最后光憑造型,李平安就有心大賺特賺。
至于鉆井機這東西被南越蠻子學走,然后仿制這個事兒,李平安反而并不是如何擔心。
因為七里堡的密探,最近正在執行另外一個任務。
那就是對手藝精湛的鐵匠和木匠,進行收買工作,愿意跟著密探去七里堡的,就有一條活命的機會,至于不愿意跟著去的,那就想辦法送他上西天。
同時還給手下準備了火藥,為了應對世家仿制鉆井機,隨時準備用天罰的形勢,炸他們一個四分五裂。
當然,還有一點,那就是李平安不阻撓他們研制,他們想成功也很難。
因為南越的工藝水平相對于大康實在是太低了。
就拿制造銅錢假幣來說,李平安為了模仿他們,甚至要降低三四個技術水準,才能不像是假的。
周侃觀察了一番,發下這東西跟之前確實不一樣了。
第一,耐用性肯定是降低了,作為一名頂級俠客,經常跟鐵器打交道的他,一抹一瞅,就發現,鉆頭比之前差了很多。
第二,便的花里胡哨,非常好看。
周侃跟南越人做生意有一段時間了,最后在心里又給鉆井機,默默的加了些利潤。
周侃上前撫摸著鉆井機,忽然忍不住笑了起來。
“周兄,好端端的,你笑什么?”一個鄉衛密探忍不住問道。
“我笑這些蠻子,一個個自詡他們將來要吞并大康,卻不知道,他們遇到了一個整天割他們韭菜的東家。”
“這些蠻子可真的倒了大霉了。”
“我甚至有一種預感,咱們東家很有可能會徹底滅亡南越。”
周邊兒的鄉衛密探一個個激動的不行。
“這是不是太殘忍了,最近這段時間,咱們在南越賺走了很多錢,買走了大量的物資,周邊兒鄉村的一些百姓的生活,肉眼可見的下降了。”

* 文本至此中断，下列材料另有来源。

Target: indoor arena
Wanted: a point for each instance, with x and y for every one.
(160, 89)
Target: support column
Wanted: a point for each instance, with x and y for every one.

“以前南越人的官員欺負他們,地主欺負他們,現在又加上了我們。”
“你說的很有道理,我們這么做太殘忍了。南越國的百姓太無辜了,咱們的做法,確實也導致了他們的生活水平下降,”周侃一臉殘酷的說道,“但是我沒辦法啊,不是他們難受,就是我們定南州的百姓難受啊!”
“如果說,用鄰國人的痛苦,換我們百姓的快樂,即便是讓我心里再愧疚,也無所謂的。我周侃愿意一人承擔!”
“你承擔個屁,你承擔的方式,就是多找幾個南越的苦難女子!”宋遠山嫌棄的說道。
“賀兄,這一批鉆井機的定價是多少?”周侃看向賀禹。
“東家的意思是,你們現在就在升龍,對這里的形式更了解,有什么事情自己做主就可以。”
賀禹答道:“不過東家讓我建議你們,如果條件允許,可以試試唱賣。”
“唱賣?”宋遠山一臉疑惑,“是青樓那種唱賣嗎?”
倒是周侃站出來解釋道,“這是咱們大康那邊寺廟里流行起來的東西,一般亡僧生前若負債,或為給付療養、喪葬等費用時,一般皆由維那預先評定遺物價格。
集合僧眾而競售讓渡之,稱為唱賣。
跟青樓的姑娘不是一回事兒!”
賀禹點頭道,“周兄見識廣博,難怪東家讓來升龍。”
周侃笑道,“算不上,只是當初行走江湖,遇到的事情多一些而已,不過這唱賣之事,其實也頗為復雜,搞不好會貽笑大方,我需要好好考慮一番。”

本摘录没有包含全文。